Renovate/Dependabot PRs occasionally fail these tests because a new numpy/polars/jquantstats release changes results in the last few digits. That is the test doing its job. To review and update:

  1. Check out the failing branch and run the suite to see old vs. new values:
uv run pytest tests/test_notebook_sharpe.py tests/test_optimize.py -v

The assertion message prints the expected pin and the freshly computed value side by side.

  1. Eyeball the deltas. Differences in the 6th decimal place or beyond are harmless floating-point churn. A change in the first couple of decimals means the dependency altered actual behaviour — investigate before accepting it (read the dependency's changelog; bisect the bump if needed).

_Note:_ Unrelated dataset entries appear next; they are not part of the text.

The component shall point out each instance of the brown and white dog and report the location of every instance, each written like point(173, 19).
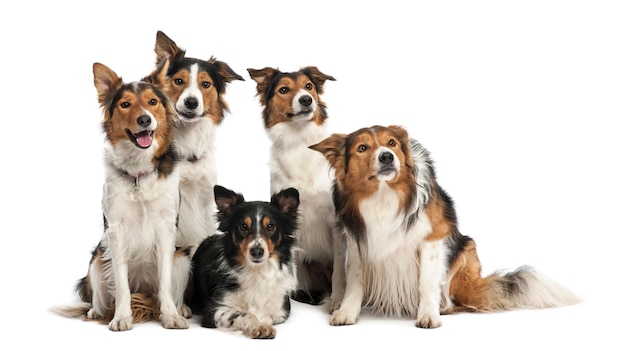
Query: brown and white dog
point(135, 261)
point(405, 254)
point(197, 88)
point(294, 117)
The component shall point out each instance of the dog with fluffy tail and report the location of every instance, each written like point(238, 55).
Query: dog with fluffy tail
point(405, 253)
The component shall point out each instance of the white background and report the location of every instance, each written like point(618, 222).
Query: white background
point(521, 104)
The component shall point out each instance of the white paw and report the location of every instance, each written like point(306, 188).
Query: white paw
point(428, 321)
point(121, 324)
point(341, 317)
point(334, 305)
point(185, 311)
point(262, 331)
point(175, 321)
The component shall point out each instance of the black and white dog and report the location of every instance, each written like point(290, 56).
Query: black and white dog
point(243, 276)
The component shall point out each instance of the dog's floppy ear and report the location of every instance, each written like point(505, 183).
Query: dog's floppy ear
point(106, 82)
point(405, 142)
point(226, 200)
point(263, 77)
point(334, 149)
point(166, 48)
point(317, 77)
point(287, 201)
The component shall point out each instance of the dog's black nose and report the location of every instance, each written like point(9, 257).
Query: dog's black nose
point(305, 100)
point(257, 252)
point(191, 103)
point(385, 158)
point(144, 120)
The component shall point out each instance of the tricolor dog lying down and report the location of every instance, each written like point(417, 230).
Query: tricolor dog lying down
point(406, 256)
point(244, 275)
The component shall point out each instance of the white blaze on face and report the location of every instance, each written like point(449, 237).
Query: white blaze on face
point(303, 105)
point(190, 101)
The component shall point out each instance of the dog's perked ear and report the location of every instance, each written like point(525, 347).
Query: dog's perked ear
point(106, 82)
point(334, 149)
point(317, 77)
point(166, 48)
point(287, 201)
point(158, 76)
point(226, 200)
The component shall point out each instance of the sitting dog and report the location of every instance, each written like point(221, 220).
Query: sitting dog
point(294, 117)
point(135, 261)
point(406, 256)
point(243, 276)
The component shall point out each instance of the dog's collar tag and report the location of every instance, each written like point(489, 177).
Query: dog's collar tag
point(138, 175)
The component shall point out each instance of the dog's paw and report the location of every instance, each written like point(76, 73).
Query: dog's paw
point(428, 321)
point(334, 305)
point(174, 321)
point(185, 311)
point(92, 314)
point(121, 324)
point(341, 317)
point(262, 331)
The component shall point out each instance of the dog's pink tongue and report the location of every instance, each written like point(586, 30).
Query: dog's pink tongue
point(144, 139)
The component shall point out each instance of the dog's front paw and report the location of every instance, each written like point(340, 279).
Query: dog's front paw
point(341, 317)
point(174, 321)
point(92, 314)
point(121, 324)
point(428, 321)
point(185, 311)
point(262, 331)
point(334, 305)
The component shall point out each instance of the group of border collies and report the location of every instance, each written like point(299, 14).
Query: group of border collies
point(377, 232)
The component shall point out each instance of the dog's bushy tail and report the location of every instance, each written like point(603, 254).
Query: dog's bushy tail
point(144, 308)
point(521, 288)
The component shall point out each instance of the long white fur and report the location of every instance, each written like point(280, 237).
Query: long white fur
point(139, 238)
point(294, 164)
point(195, 140)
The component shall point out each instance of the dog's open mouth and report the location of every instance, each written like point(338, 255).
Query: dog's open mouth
point(384, 173)
point(301, 113)
point(142, 139)
point(188, 115)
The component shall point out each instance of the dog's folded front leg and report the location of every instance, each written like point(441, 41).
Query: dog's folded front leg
point(122, 318)
point(234, 319)
point(339, 271)
point(353, 299)
point(170, 318)
point(431, 270)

  2. If the deltas are acceptable, copy the new values into EXPECTED_SHARPE_RATIOS in tests/expected_sharpe.py and note the cause in the commit message (e.g. "re-pin Sharpe baselines for numpy 2.5 summation-order change").

  3. Re-run the full suite; both test modules must agree on the new pins. If only the notebook tests moved but the optimizer builders did not (or vice versa), the two code paths have genuinely diverged — fix that instead of re-pinning.

Never widen the tolerances to make a bump pass; that trades away the regression protection the pins exist to provide.